First, there were cats

Before Charlie Chaplin, Mary Pickford, and Buster Keaton filled the silver screen, cats did. In 1894, just a few years after inventing the kinetoscope, an early motion picture viewing device, Thomas Edison produced “Professor Welton’s Boxing Cats.” It was filmed just one month after Edison Studios captured the very first boxing match of any kind on film.

Cats’ ubiquity in media stems from their universality, says Mr. Braden, who is best known among cat-video aficionados for his YouTube series “Henri, Le Chat Noir,” a parody of French new wave cinema that stars Henri, a long-haired tuxedo cat who muses in French about his ennui.
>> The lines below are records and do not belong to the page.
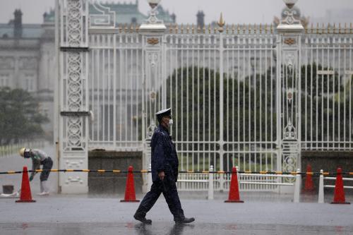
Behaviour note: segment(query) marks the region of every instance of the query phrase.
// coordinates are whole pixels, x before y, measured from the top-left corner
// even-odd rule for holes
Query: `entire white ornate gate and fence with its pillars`
[[[58,1],[60,167],[84,169],[88,150],[106,149],[143,151],[147,169],[166,107],[181,170],[295,171],[303,148],[352,150],[352,29],[304,29],[291,11],[277,28],[222,17],[165,27],[153,11],[143,25],[116,25],[104,4]],[[61,174],[63,192],[87,185]]]

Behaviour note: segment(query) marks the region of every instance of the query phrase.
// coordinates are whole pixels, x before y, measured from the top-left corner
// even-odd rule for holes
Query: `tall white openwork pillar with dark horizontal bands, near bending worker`
[[[88,169],[88,1],[59,0],[59,168]],[[59,174],[61,193],[88,193],[88,174]]]

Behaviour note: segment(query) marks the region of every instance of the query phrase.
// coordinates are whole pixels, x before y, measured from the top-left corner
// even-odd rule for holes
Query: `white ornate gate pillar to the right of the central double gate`
[[[294,18],[297,0],[285,1],[289,10],[277,26],[277,140],[282,155],[282,171],[296,171],[300,164],[301,132],[301,33],[304,28]],[[277,164],[280,164],[277,163]]]

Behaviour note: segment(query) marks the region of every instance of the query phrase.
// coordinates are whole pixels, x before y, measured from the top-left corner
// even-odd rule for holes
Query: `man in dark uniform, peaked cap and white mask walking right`
[[[152,220],[146,219],[146,213],[155,205],[155,202],[163,193],[165,200],[174,221],[176,223],[191,223],[194,218],[186,218],[181,209],[179,195],[177,191],[178,177],[178,156],[172,137],[169,135],[168,128],[172,126],[172,109],[164,109],[155,114],[160,123],[152,135],[152,186],[145,195],[140,206],[133,217],[144,224],[151,224]]]

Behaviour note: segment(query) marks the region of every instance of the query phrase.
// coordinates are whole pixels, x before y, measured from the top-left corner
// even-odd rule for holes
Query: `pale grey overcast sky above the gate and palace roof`
[[[131,1],[135,0],[126,0]],[[217,20],[220,12],[229,24],[271,23],[273,16],[279,16],[284,6],[282,0],[162,0],[161,3],[164,8],[177,15],[178,23],[196,23],[198,10],[205,12],[205,23]],[[326,16],[328,9],[353,11],[353,0],[299,0],[297,6],[304,16],[322,18]],[[8,20],[13,18],[15,8],[23,11],[23,23],[42,23],[42,14],[49,11],[49,8],[54,8],[54,0],[0,0],[0,23],[8,23]],[[147,1],[139,0],[139,8],[141,12],[147,13],[149,8]],[[340,20],[330,19],[331,23],[338,21]],[[345,21],[353,23],[353,14],[348,20],[346,16]]]

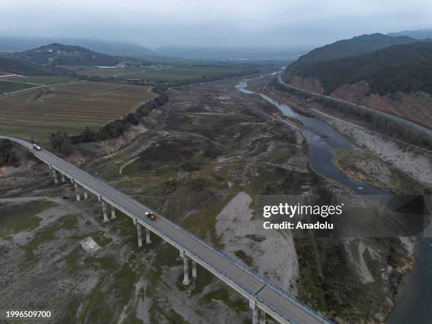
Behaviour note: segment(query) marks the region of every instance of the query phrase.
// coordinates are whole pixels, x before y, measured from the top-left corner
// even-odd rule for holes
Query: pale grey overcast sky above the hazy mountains
[[[0,35],[295,48],[432,28],[431,0],[0,0]]]

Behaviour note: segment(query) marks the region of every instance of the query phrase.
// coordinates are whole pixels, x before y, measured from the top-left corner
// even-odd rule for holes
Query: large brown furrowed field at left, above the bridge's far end
[[[0,134],[44,143],[56,131],[76,135],[134,112],[155,94],[150,87],[79,81],[0,97]]]

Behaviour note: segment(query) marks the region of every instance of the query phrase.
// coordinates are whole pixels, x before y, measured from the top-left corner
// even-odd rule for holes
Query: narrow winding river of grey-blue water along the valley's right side
[[[303,124],[299,129],[308,141],[308,157],[313,169],[361,195],[391,195],[388,191],[349,179],[335,164],[335,150],[354,148],[351,140],[337,133],[325,121],[294,111],[287,104],[251,90],[246,90],[247,80],[241,80],[236,89],[246,95],[260,95],[275,105],[285,116],[292,116]],[[416,246],[417,261],[414,270],[402,280],[396,295],[389,324],[432,323],[432,244],[431,238],[420,238]]]

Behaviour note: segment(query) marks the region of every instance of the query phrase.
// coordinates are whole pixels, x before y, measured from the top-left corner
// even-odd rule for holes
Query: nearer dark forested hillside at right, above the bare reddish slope
[[[432,93],[432,42],[393,45],[358,56],[294,66],[290,76],[318,78],[326,93],[365,80],[372,92]]]

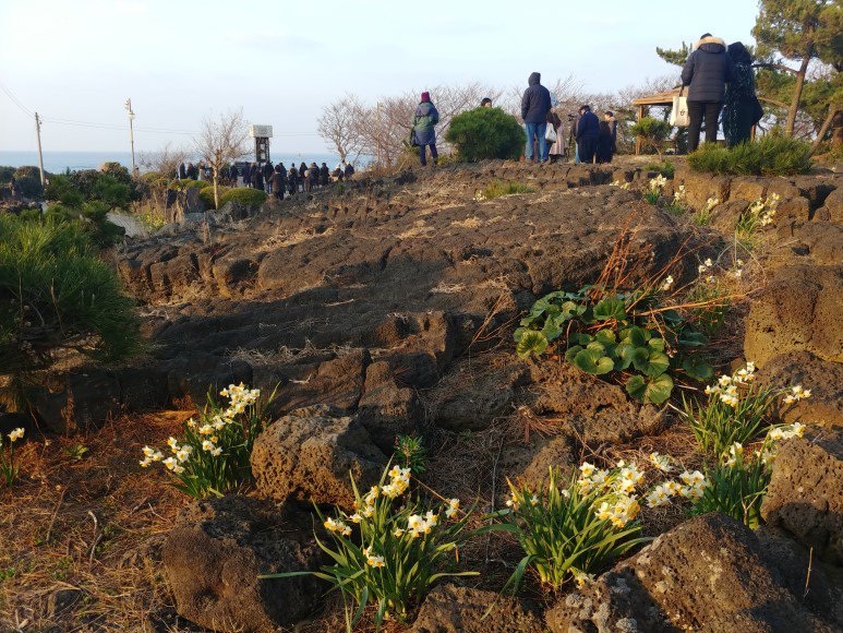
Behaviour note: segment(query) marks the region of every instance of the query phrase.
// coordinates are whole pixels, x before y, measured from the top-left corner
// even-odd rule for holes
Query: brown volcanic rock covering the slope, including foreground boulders
[[[631,236],[630,285],[669,265],[687,283],[706,258],[732,261],[739,215],[778,193],[773,226],[733,280],[746,299],[736,299],[713,345],[718,370],[754,360],[762,381],[812,390],[785,414],[810,430],[788,441],[776,462],[766,527],[652,511],[646,529],[661,536],[643,550],[586,589],[549,596],[532,584],[523,601],[497,598],[515,558],[511,541],[493,538],[466,553],[482,580],[436,588],[411,630],[839,630],[843,177],[712,178],[677,163],[665,195],[684,186],[695,208],[720,201],[710,226],[699,227],[635,191],[653,176],[639,166],[484,163],[361,178],[253,215],[233,210],[210,223],[191,216],[116,253],[141,303],[149,354],[128,366],[51,375],[37,402],[50,430],[79,437],[127,411],[188,409],[209,385],[277,386],[278,421],[255,446],[248,497],[192,505],[179,499],[168,501],[168,512],[149,505],[161,517],[155,529],[172,530],[139,546],[144,564],[164,572],[142,600],[152,616],[137,628],[341,630],[341,605],[320,599],[311,581],[256,575],[317,565],[310,518],[296,502],[348,505],[349,469],[361,480],[375,477],[397,434],[427,440],[429,486],[486,509],[499,503],[506,477],[539,480],[549,466],[570,469],[586,455],[659,450],[693,458],[693,438],[670,408],[641,406],[564,361],[521,361],[511,333],[539,296],[593,283],[624,235]],[[495,180],[532,191],[483,200],[479,193]],[[625,181],[630,190],[611,184]],[[129,480],[142,477],[129,466],[139,445],[156,439],[140,435],[134,428],[124,442],[134,451],[122,467]],[[57,501],[45,492],[57,473],[41,473],[40,493],[31,477],[45,509]],[[68,587],[44,587],[35,599],[17,578],[3,583],[13,616],[0,622],[86,625],[75,601],[49,606],[47,597],[55,602],[56,589]],[[84,585],[74,583],[70,588]],[[494,614],[481,621],[490,608]],[[88,622],[115,626],[107,610],[98,618]]]

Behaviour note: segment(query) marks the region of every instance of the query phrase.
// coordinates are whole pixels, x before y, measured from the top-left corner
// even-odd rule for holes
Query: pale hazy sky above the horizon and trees
[[[36,148],[33,111],[45,151],[128,151],[130,97],[139,152],[189,146],[240,107],[273,126],[274,152],[324,152],[316,119],[346,92],[526,87],[532,71],[612,92],[678,74],[657,46],[752,43],[756,14],[754,0],[0,0],[0,151]]]

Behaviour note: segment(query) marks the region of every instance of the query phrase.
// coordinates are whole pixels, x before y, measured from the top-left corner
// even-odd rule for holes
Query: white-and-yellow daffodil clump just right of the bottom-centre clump
[[[543,584],[557,589],[569,580],[609,566],[649,540],[639,536],[641,526],[635,521],[637,499],[612,486],[613,478],[602,473],[600,485],[594,482],[597,478],[583,477],[559,488],[558,473],[553,468],[546,487],[538,491],[516,489],[509,482],[509,510],[502,514],[526,556],[507,586],[517,589],[527,569],[532,568]]]

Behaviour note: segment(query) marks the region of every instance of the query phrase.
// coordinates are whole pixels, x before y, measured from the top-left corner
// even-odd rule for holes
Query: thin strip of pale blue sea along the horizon
[[[137,154],[135,154],[137,158]],[[292,163],[299,165],[302,160],[310,165],[326,163],[334,169],[339,163],[336,154],[304,153],[301,154],[274,154],[270,153],[273,163],[284,163],[290,167]],[[97,169],[104,163],[117,162],[127,167],[132,167],[132,155],[129,152],[45,152],[44,168],[50,174],[61,174],[68,169]],[[194,163],[197,160],[194,160]],[[37,152],[3,152],[0,151],[0,166],[22,167],[24,165],[38,165]],[[173,175],[174,176],[174,175]]]

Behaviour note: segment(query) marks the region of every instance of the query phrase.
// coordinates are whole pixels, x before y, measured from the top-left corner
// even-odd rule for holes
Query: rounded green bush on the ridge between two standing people
[[[445,140],[457,148],[460,160],[514,158],[521,155],[523,129],[501,108],[475,108],[450,120]]]

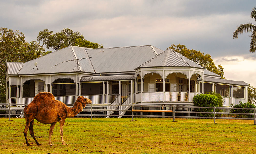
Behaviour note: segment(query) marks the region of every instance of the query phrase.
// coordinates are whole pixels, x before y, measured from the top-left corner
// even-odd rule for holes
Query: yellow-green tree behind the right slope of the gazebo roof
[[[223,77],[224,76],[223,66],[218,65],[218,67],[216,67],[210,54],[205,54],[204,52],[202,53],[200,51],[196,51],[193,49],[192,50],[187,49],[185,45],[181,45],[181,44],[178,44],[178,45],[172,44],[169,48],[177,51],[178,53],[182,54],[188,59],[206,68],[207,70],[220,75],[222,79],[226,79]]]

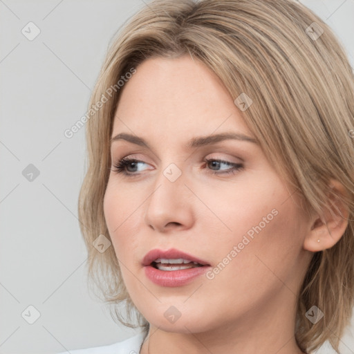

The animal’s relative lack of expressiveness creates space for the imagination.

“There’s an element of us projecting ourselves onto cats, because they can be a little bit more of a blank canvas,” he says. “Part of Henri’s success, I believe, is because it takes that to an absurd extreme.”

Mr. Braden is not the only filmmaker who finds something refreshing about watching cats frolic online. Earlier this month, Werner Herzog, one of the world’s most acclaimed directors and screenwriters, told Public Radio International that he feels “rejuvenated” after watching cat videos like this one he picked out for listeners. And, while the psychological literature on cat videos remains scant, the small amount of research that exists suggests a cat video or two might actually brighten your mood.

Worthy of study

“People are dismissive of cat videos,” says Jessica Gall Myrick, a researcher at Penn State University who specializes in media psychology. “It’s just this idea that it’s such a trivial use of our time.”

But, she says, the ubiquity of cat videos online alone should make them worthy of academic inquiry.

In 2014, Dr. Myrick, who was living in Bloomington, Indiana, at the time, sought help from her town’s most famous feline resident: Lil Bub. Dr. Myrick asked Lil Bub’s owner to help find survey participants among the diminutive cat’s massive social media following. 

“Within a day I had nearly 7,000 people take part in my study,” says Dr. Myrick.

She found that most participants reported that cat videos, as well as GIFs and memes, improved their moods. Consumers of cat-related online media reported feeling more positive, more energetic, and less prone to negative emotions. In other words, less like Henri. And research suggests that those are the kinds of mental states that make one less likely to draw Sartrean conclusions about other people.

“Emotions that are more positive tend to bond people,” Dr. Myrick says, “and make people more open to others who aren’t necessarily like them.”

“Humans have a long history of play,” says Dr. Myrick. “Play is thought to be adaptive and functional and good for us and helps us bond. Cat videos are user generated content, so they really are a way that people are playing with the internet.” 

Camaraderie and cats

It’s that sense of community that Mr. Braden is aiming for with his CatVideoFest, now in its third year. 

“This reel is a curated experience,” he says, “But a huge part of it is just getting together and laughing and enjoying it with a bunch of other people.”

“Everywhere we go, we benefit a local shelter or local animal welfare organization,” an aspect that, despite the logistical and accounting challenges, Mr. Braden describes as an “unchanging part of the DNA of CatVideoFest.”

After a CatVideoFest show this week in Amherst, Massachusetts, two attendees agreed it had boosted their mood, and that cat videos represented one of life’s uncomplicated joys.

“We like a good laugh,” said local author Jane Roy Brown, who praised the videos’ “pure silliness.”

Another attendee, permaculture farmer Sue Bridge, noted that cat videos have a way of resisting ironic detachment.

“You can’t stand at a distance with it,” she says. “It revives you.”